François Christen
Chief Economist
Expectations of rapid and substantial cuts by the US Federal Reserve remain questionable.
Original article published in French on agefi.com
The atmosphere of panic that prevailed last Monday has given way to a calmer environment. This respite, like the outbreak that preceded it, is the result of a number of factors. At the epicentre of this episode of instability, the Japanese market has recovered almost half of its losses since the beginning of the month. This rebound, which coincided with a welcome fall in the yen, was supported by comments from Bank of Japan Deputy Governor Shinichi Uchida. He devoted a large part of his speech to fundamental developments, which he viewed as favourable, but noted that the extreme volatility in the financial markets warranted close attention and signalled the Bank of Japan’s intention not to raise interest rates further in such an unstable environment.
The restoration of investor confidence can also be attributed to a number of reassuring indicators published in the US. The rebound in the ISM services PMI helped to limit the damage.
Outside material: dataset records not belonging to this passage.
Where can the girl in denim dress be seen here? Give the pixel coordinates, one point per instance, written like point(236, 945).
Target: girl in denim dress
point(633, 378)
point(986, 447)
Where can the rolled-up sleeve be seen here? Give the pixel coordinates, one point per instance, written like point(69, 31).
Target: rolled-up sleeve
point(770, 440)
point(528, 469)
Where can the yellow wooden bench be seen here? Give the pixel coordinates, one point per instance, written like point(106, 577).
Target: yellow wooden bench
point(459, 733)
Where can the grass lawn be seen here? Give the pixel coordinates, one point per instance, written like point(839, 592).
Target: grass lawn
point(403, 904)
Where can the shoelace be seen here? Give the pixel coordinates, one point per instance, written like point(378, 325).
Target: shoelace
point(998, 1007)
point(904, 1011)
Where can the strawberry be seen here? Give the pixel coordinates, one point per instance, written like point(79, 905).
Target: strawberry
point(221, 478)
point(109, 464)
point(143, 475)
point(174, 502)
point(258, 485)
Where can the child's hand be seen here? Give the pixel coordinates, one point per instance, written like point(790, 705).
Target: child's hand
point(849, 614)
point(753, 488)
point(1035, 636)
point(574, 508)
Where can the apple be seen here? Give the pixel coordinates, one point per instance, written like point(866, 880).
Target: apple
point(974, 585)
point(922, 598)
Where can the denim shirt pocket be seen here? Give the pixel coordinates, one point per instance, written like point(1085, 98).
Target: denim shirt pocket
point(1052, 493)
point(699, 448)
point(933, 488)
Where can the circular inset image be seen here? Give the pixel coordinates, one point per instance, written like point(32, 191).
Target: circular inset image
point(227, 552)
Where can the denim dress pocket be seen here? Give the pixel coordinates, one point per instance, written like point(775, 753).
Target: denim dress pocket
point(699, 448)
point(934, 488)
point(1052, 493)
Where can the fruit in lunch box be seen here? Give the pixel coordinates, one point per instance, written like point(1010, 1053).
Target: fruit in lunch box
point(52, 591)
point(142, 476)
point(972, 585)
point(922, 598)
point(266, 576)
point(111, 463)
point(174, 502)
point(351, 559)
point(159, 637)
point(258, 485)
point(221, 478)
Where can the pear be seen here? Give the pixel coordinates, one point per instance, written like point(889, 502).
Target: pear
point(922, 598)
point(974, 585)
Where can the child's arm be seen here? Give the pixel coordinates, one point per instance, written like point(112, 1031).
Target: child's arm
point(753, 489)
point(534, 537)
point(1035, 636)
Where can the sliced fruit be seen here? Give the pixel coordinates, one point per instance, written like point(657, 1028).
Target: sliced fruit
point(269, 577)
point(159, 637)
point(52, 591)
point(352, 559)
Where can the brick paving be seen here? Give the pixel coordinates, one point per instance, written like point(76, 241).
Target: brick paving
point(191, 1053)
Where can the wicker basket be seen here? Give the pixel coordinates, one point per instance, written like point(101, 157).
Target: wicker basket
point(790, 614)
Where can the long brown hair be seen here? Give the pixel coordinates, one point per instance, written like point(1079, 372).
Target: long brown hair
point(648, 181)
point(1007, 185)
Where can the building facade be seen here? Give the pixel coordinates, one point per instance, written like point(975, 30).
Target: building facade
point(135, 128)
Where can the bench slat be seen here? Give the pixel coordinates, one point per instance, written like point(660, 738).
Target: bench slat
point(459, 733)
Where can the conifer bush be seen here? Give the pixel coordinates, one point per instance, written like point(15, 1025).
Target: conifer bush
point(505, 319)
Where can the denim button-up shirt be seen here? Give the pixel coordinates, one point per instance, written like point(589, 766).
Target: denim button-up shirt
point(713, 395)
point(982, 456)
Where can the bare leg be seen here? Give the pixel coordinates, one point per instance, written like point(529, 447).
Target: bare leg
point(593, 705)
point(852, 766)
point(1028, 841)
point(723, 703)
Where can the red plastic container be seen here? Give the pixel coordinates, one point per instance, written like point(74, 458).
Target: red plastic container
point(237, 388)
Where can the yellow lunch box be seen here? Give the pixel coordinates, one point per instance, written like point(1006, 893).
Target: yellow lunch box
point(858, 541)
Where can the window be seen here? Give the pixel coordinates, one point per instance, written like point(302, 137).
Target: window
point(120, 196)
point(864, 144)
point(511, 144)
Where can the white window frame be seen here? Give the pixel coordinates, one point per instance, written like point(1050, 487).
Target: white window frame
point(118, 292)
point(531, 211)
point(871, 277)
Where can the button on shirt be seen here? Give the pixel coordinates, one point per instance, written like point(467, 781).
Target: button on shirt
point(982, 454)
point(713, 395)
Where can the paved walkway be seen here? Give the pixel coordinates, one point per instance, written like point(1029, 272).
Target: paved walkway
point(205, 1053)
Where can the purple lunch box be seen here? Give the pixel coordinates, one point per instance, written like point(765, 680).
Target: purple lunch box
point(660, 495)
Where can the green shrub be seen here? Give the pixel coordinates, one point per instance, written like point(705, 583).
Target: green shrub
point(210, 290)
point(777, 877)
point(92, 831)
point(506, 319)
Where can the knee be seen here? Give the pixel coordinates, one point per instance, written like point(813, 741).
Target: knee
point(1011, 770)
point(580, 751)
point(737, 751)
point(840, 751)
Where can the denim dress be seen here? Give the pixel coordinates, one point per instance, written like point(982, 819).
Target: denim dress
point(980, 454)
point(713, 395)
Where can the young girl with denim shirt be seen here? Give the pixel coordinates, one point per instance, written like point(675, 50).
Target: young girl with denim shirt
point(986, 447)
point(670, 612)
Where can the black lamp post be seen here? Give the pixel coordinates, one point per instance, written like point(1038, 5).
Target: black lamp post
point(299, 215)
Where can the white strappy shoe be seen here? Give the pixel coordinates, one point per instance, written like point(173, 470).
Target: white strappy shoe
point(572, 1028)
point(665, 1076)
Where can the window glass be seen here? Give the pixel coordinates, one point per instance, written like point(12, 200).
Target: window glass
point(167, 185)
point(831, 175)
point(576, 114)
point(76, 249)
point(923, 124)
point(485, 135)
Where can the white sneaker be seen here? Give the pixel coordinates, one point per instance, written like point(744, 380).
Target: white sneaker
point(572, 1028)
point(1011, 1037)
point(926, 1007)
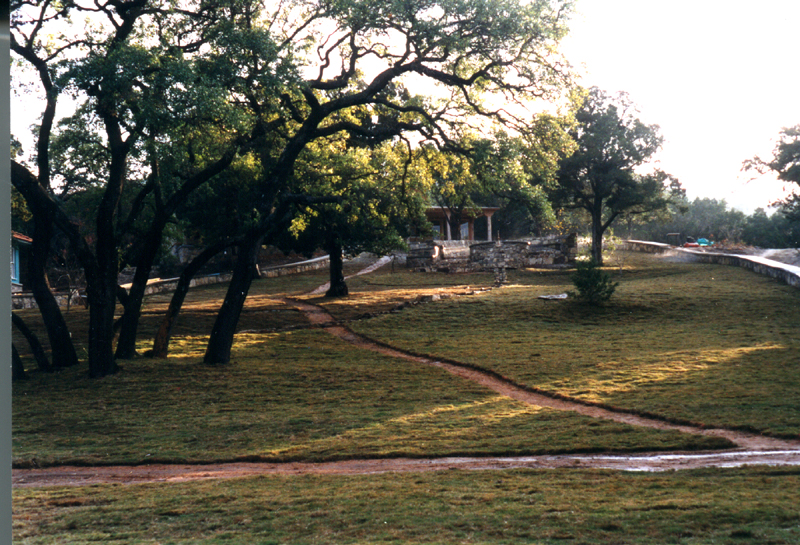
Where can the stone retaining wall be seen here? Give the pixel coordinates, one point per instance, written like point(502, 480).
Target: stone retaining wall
point(462, 256)
point(295, 268)
point(26, 300)
point(788, 274)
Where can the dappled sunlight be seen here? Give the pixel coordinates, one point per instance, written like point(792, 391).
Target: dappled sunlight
point(413, 433)
point(674, 367)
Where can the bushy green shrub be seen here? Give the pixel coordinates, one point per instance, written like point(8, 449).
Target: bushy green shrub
point(594, 285)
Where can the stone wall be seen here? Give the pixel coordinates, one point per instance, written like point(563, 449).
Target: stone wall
point(158, 285)
point(462, 256)
point(781, 271)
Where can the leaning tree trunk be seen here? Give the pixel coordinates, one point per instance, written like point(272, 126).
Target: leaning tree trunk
point(597, 236)
point(17, 369)
point(220, 343)
point(33, 341)
point(161, 342)
point(126, 344)
point(102, 303)
point(63, 349)
point(338, 287)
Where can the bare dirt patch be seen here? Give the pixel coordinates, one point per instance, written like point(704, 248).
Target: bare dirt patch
point(753, 449)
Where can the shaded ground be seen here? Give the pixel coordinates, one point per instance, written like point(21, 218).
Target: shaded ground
point(753, 449)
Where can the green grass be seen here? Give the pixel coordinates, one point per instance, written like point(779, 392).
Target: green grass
point(731, 507)
point(301, 395)
point(709, 344)
point(701, 343)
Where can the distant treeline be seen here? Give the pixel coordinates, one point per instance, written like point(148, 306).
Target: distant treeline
point(712, 219)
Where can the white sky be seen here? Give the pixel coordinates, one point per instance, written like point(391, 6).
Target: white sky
point(720, 77)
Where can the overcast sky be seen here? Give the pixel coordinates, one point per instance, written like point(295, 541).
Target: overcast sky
point(720, 77)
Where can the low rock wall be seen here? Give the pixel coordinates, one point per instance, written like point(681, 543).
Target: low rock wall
point(781, 271)
point(461, 256)
point(26, 300)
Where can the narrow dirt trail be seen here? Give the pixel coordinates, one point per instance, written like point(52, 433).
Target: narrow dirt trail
point(748, 441)
point(753, 449)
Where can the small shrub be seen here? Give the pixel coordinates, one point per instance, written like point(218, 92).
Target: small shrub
point(594, 285)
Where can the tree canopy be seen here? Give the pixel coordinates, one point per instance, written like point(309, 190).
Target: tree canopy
point(603, 175)
point(170, 94)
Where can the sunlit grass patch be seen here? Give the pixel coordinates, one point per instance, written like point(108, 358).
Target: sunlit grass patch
point(709, 344)
point(755, 505)
point(299, 395)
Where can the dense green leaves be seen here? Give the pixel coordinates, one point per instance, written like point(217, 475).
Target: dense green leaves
point(602, 176)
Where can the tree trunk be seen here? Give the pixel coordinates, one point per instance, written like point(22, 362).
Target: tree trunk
point(33, 341)
point(221, 340)
point(63, 349)
point(17, 369)
point(161, 342)
point(102, 304)
point(597, 236)
point(126, 344)
point(338, 286)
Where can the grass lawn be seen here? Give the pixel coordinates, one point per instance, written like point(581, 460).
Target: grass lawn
point(732, 507)
point(707, 344)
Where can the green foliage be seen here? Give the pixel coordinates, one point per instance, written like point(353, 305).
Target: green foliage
point(594, 285)
point(601, 177)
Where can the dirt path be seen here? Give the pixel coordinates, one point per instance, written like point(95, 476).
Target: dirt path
point(753, 449)
point(744, 440)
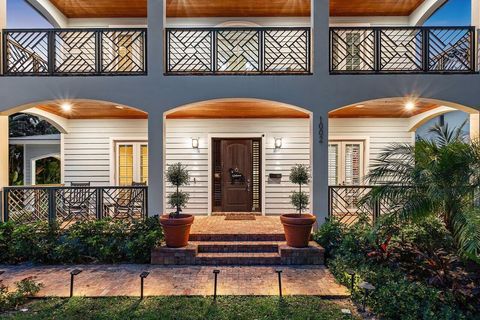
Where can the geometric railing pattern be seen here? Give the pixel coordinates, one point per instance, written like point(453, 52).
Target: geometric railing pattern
point(75, 52)
point(402, 49)
point(238, 51)
point(345, 205)
point(68, 205)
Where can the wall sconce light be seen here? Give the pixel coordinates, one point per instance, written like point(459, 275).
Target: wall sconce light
point(278, 143)
point(195, 143)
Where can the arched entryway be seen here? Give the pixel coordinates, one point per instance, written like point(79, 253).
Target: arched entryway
point(239, 153)
point(359, 133)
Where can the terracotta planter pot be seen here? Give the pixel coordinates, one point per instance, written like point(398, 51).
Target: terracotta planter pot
point(298, 229)
point(176, 230)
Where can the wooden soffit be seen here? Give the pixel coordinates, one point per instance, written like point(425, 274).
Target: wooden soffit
point(86, 109)
point(232, 8)
point(241, 109)
point(382, 109)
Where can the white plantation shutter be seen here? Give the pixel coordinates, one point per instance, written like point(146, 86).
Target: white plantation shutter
point(333, 164)
point(345, 162)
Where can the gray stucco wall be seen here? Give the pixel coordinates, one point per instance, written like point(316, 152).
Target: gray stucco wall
point(319, 93)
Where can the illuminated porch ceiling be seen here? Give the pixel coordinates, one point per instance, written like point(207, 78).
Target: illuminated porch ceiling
point(90, 109)
point(396, 108)
point(233, 8)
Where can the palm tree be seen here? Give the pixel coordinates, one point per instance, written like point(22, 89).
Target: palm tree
point(438, 177)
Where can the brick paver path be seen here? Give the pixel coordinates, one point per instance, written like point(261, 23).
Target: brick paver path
point(218, 225)
point(123, 280)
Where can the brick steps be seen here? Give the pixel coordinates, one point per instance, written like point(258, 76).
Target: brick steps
point(239, 258)
point(237, 246)
point(237, 237)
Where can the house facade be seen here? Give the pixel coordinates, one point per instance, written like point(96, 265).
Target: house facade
point(238, 91)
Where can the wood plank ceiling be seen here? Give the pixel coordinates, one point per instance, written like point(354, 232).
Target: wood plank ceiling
point(382, 109)
point(233, 8)
point(237, 109)
point(87, 109)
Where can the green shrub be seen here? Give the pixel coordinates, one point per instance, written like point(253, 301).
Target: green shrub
point(397, 268)
point(103, 241)
point(12, 299)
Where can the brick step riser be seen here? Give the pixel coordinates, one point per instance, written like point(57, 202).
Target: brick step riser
point(237, 248)
point(247, 261)
point(237, 237)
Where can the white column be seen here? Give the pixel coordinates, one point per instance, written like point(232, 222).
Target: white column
point(3, 151)
point(3, 25)
point(155, 163)
point(475, 126)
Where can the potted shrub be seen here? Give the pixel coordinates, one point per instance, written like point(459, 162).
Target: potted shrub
point(176, 225)
point(298, 226)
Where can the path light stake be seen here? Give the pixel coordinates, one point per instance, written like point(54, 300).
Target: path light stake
point(351, 273)
point(347, 314)
point(367, 288)
point(279, 272)
point(73, 273)
point(143, 276)
point(215, 272)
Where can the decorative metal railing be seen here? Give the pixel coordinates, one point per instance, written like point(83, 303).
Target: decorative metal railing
point(67, 205)
point(402, 50)
point(344, 204)
point(75, 52)
point(238, 51)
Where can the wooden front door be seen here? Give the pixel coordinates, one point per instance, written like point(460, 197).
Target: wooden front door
point(236, 175)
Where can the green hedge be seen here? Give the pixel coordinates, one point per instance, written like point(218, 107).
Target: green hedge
point(397, 295)
point(104, 241)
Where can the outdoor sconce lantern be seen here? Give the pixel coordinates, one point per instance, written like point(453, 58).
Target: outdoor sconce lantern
point(278, 143)
point(195, 143)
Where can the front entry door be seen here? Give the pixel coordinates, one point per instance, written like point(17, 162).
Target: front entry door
point(236, 175)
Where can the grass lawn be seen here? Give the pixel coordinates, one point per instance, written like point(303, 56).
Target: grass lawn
point(195, 308)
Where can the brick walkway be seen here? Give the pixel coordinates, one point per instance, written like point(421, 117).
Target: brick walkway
point(123, 280)
point(218, 225)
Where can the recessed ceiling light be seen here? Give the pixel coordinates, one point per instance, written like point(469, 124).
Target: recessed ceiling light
point(410, 105)
point(67, 107)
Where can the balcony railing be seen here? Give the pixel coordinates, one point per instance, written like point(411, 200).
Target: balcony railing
point(67, 205)
point(238, 51)
point(74, 52)
point(402, 50)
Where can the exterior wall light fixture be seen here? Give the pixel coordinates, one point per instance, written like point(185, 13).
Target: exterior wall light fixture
point(278, 143)
point(195, 143)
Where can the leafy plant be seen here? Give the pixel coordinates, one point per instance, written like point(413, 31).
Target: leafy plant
point(438, 177)
point(178, 176)
point(12, 299)
point(300, 175)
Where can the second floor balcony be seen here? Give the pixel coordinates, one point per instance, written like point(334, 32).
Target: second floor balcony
point(402, 50)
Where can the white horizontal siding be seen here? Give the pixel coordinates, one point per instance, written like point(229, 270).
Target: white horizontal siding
point(86, 149)
point(295, 149)
point(380, 133)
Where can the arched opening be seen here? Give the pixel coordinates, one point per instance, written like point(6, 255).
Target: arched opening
point(359, 133)
point(256, 140)
point(98, 143)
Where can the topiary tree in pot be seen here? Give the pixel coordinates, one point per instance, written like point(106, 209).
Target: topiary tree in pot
point(298, 226)
point(176, 225)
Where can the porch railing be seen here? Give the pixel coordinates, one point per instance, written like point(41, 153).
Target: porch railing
point(67, 205)
point(344, 204)
point(75, 52)
point(238, 51)
point(402, 50)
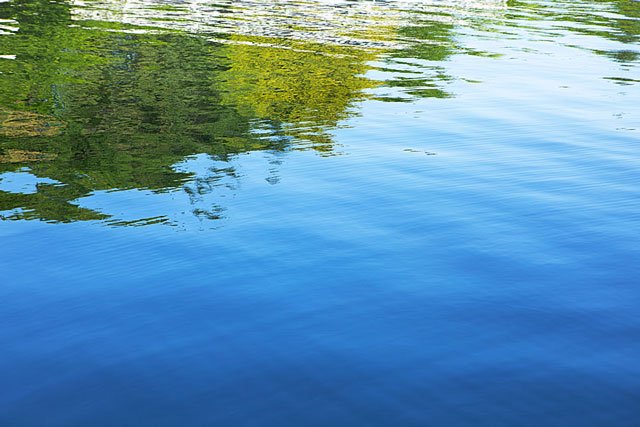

In contrast to the manufacturing gauge, the index rose above 50, a level synonymous with expansion. The sharp fall in jobless claims, from 250,000 to 233,000 in the latest weekly figures, calls into question the accuracy of the employment report that triggered the fall in the dollar and Western indices on 2nd August.
Dovish comments from a number of Fed governors also played a supportive role, although central bankers did not confirm the expectations for rapid and substantial rate cuts that emerged last Monday. The rally on Wall Street, the narrowing of credit spreads and the fall in implied volatility in the options market have removed calls for immediate rate cuts, but many investors are still hoping for a bolder easing cycle than the gradual adjustment that seemed on the horizon.
The scenario of a slow normalisation of monetary conditions is not completely discarded, however, and could regain favour if the inflation figures expected on Wednesday highlight persistent tensions, or if the employment report due to be published at the beginning of September reverses the worrying diagnosis made on August 2. The rally in risky assets has already been accompanied by a rebound of almost 20 basis points in the dollar yield curve. At around 3.95%, the yield on the US 10-year T-Note looks reasonably attractive given the resurgence of recession risks and a correlation regime that reinforces the benefits of multi-asset diversification.
In Europe, euro-denominated government bond yields have also climbed back, as investor appetite for risky assets has returned. Despite the persistent stress on services prices highlighted by preliminary inflation figures, the ECB is expected to cut its key interest rates by 0.25 percentage points at its meeting on 12 September. The strengthening euro and the sluggish economy provide ample justification for a gradual easing of monetary conditions, which are currently clearly restrictive. The Swiss franc capital market has not been spared the turbulence that has highlighted the franc’s safe haven status. The dramatic strengthening of the Swiss currency is likely to prompt the SNB to cut its interest rate for the third time in a row, in order to counter the effects of the cuts expected in Washington and Frankfurt.